Is this me body’s way o’ tellin’ me I need to release me passion into a woman? Me desires have lain low for so long, I’ve forgotten how it feels to lie with a woman.
He cast his mind back to the last time he had been visited by a woman in his bed. As every good spy knew, Finlay understood that he must never be the first one to approach a woman because she was more likely to remember him that way. Especially if he crept from her bed in the middle of the night, causing her to bear a grudge against him. But a bored housewife or widow who came to his bed under her own inclination was far more likely to forget the encounter after having her lusts fulfilled and then never again mention the braw dark-haired man who had shown her a little piece of heaven for a short while.

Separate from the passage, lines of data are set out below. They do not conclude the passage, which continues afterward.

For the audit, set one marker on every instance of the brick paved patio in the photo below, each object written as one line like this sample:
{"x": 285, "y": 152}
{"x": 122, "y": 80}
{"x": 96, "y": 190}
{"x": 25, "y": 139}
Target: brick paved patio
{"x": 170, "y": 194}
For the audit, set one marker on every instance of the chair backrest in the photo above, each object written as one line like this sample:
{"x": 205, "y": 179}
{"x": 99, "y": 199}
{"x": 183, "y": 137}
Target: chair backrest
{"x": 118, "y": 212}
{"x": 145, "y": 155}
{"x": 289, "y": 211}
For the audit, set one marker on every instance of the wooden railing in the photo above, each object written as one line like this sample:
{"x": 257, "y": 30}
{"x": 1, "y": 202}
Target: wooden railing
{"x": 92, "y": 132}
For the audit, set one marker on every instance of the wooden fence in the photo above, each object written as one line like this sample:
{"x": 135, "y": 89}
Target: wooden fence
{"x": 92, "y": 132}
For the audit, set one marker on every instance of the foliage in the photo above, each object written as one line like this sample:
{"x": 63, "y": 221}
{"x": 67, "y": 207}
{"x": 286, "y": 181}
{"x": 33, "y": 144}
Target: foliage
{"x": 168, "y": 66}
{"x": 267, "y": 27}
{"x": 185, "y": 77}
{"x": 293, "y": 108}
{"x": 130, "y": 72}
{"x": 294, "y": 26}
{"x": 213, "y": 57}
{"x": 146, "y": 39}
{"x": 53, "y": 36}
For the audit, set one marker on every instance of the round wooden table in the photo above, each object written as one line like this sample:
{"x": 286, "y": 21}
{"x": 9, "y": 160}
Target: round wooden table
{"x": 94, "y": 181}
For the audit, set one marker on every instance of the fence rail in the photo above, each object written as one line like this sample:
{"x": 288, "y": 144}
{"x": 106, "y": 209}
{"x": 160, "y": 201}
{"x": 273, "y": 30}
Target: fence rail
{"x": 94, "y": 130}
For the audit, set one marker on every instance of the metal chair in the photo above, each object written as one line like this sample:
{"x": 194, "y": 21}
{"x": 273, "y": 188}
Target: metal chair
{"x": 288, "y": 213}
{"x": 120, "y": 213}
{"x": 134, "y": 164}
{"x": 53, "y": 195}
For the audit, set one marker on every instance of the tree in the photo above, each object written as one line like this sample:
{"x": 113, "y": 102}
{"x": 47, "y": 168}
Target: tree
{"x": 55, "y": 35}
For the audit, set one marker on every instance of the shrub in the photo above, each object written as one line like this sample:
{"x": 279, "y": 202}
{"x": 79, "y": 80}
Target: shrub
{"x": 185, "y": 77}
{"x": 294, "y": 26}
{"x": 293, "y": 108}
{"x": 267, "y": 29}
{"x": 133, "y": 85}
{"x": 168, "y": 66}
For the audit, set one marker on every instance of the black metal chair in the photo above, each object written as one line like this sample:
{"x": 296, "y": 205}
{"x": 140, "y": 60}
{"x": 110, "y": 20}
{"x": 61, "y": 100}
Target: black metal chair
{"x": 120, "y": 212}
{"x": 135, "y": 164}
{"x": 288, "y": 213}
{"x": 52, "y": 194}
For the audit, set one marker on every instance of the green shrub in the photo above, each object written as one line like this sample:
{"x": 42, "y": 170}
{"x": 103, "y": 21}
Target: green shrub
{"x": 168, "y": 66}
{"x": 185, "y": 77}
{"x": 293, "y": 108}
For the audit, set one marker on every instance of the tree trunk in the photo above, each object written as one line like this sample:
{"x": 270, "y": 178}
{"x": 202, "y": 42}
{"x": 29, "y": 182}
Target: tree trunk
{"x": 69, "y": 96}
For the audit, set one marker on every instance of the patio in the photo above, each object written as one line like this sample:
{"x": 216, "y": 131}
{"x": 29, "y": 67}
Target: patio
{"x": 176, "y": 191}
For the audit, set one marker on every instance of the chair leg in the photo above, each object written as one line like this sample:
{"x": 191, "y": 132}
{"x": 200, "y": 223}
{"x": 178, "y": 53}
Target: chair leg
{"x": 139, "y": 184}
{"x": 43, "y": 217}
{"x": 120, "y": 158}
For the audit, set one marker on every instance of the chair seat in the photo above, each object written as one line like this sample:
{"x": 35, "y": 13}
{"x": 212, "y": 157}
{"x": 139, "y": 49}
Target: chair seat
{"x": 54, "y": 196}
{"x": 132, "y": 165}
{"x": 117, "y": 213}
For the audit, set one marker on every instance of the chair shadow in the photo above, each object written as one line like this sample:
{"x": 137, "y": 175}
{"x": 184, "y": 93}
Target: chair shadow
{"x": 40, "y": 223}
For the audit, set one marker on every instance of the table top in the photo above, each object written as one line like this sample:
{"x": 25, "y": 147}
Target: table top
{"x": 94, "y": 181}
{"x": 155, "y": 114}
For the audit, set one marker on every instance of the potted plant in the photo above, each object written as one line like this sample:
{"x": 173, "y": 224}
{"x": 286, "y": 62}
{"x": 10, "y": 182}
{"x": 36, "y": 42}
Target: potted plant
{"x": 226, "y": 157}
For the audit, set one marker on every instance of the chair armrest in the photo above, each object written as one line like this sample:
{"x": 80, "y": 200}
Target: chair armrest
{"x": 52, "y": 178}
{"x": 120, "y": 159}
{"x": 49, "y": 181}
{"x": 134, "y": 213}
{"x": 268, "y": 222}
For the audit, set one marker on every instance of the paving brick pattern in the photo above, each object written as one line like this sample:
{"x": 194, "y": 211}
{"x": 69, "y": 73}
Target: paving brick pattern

It had been at the McTavish port. He was pretending to be a humble farmer from inland looking to attend a horse sale. The innkeeper’s wife had crawled into his bed when the kirk clock tower was striking midnight.
“Ye look like ye can show me a good time, sir,” she had whispered into his ear as she fondled him under his trews. “Let’s see if that muscle ye have hidden under yer trews is as lovely as those big muscles o’ yers on yer arms.”
She had not complained when his body responded to her caresses, and he made use of her services several times in the night, thus confirming her hopes of his strength and large muscles in every way. But that encounter had been many months ago, and Finlay could not stop his body from responding as he imagined Isla’s soft hand moving up his thigh instead of that of the innkeeper’s wife. He was even jealous when Isla brought out a needle and dried gut thread and began sewing up the thin gash, an action that made Alex wince and bite his tongue.